Since you’ve broached the subject, I will tell you about my recent experience with trying to resest a password for my online bank account. In addition to the usual questions about Social Security number, mother’s maiden name, city of birth, I was grilled with at least a half dozen more questions, and some of them were so tough I didn’t even know the answers! For example, it asked me to say how much my mortgage payment was in 2008, and it just so happened that I had refinanced twice last year. My “correct” answer had to fall within a $100 range in the four multiple choice answers they offered, and all four were within $100 of each other. That’s like asking someone what year was the song Dock Of The Bay in the Top Ten: 1966, 1967, 1968, or 1969? I got the mortgage question wrong, and others as well. In short, I couldn’t reset my password for an account that actually belonged to me! I had to wait until the next day to talk to a person, and of course that person asked me a bunch of questions, too. I told her that the online questions were really unreasonably tough, and she fed me the company line that it’s all done to protect my security. Well, someday I’m going to be so well protected that I can’t get any money out of my bank account.

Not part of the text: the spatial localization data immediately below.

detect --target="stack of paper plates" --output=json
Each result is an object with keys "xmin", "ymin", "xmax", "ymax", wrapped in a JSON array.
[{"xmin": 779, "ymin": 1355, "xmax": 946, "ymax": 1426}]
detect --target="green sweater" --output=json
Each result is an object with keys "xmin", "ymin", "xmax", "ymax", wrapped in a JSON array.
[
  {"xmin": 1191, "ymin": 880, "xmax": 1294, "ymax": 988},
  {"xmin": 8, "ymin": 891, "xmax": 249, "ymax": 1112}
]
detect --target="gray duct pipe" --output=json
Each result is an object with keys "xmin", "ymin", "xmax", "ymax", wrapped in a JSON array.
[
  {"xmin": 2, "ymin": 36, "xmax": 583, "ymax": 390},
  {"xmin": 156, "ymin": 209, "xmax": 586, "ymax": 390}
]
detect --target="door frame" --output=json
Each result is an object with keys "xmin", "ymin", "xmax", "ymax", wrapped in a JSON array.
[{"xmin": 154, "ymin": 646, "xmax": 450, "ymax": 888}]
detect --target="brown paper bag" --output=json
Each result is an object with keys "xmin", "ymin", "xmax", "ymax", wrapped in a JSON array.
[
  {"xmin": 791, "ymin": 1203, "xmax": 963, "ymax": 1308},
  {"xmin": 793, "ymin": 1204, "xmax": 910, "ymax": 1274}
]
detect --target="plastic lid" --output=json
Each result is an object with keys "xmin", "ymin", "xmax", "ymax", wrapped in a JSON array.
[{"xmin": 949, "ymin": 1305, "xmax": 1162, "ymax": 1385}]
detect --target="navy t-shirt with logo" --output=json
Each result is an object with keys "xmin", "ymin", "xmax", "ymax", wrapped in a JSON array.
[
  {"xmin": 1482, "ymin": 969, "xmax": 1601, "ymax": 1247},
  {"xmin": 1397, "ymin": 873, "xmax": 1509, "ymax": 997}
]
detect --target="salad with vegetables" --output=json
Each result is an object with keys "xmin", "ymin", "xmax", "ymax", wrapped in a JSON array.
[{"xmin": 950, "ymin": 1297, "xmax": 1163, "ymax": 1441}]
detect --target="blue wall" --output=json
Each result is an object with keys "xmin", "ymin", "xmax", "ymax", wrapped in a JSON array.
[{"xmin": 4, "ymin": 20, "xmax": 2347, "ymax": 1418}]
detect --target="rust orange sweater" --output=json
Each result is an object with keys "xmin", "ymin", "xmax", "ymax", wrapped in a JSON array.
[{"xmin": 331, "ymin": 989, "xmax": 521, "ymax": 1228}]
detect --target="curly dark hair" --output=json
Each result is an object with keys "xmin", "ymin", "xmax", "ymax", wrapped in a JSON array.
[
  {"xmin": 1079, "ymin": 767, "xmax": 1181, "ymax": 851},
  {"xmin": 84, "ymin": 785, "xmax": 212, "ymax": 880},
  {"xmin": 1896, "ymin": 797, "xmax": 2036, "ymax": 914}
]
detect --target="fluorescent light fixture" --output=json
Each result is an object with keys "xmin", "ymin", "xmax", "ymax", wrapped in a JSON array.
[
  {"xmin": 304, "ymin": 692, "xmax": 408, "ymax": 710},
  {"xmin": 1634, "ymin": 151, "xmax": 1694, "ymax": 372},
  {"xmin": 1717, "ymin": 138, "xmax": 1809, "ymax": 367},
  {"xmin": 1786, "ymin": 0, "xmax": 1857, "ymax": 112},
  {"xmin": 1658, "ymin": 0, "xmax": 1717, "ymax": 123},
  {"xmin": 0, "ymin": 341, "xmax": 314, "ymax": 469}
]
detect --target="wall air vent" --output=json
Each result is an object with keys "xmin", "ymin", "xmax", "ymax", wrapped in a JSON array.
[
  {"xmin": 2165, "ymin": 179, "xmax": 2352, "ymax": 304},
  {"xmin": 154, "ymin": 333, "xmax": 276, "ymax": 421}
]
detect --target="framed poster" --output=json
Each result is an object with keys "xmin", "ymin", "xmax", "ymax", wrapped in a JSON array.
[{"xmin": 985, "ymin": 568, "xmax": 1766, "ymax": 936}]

I have shared your experiences and frustration. In addition I have had a few positive experiences.
I received a call from a credit card rep regarding suspicious charges. He wanted me to “verify … .” I pointed out that he called me, and I needed him to verify instead. After all, he called the phone number on the account, so I would be very unlucky indeed if someone had made fraudulent charges AND a person had broken into my house just at the moment my bank called me. He laughed and agreed.
I asked instead if I could somehow reach him by calling the phone number printed on the back of my credit card. He explained how. We hung up. I called him via the published number. Then I still had to “verify.”
Before he hung up he said he would ask management to review the procedures to improve them.
I received a call from a credit card rep regarding suspicious charges. He wanted me to “verify … .” I pointed out that he called me, and I needed him to verify instead. Before he hung up he said he would ask management to review the procedures to improve them.
That is too funny, because I went through the exact same conversation with my credit card rep! Even funnier, the “suspicious charges” they called me about amounted to $200 during Christmas week! Who do they think I am, Scrooge? My rep was not as nice as yours, though. Neither he, nor his manager, seemed to understand why I might be concerned about their verification procedure. I actually told them that I might consider changing banks/cards because of their lack of understanding.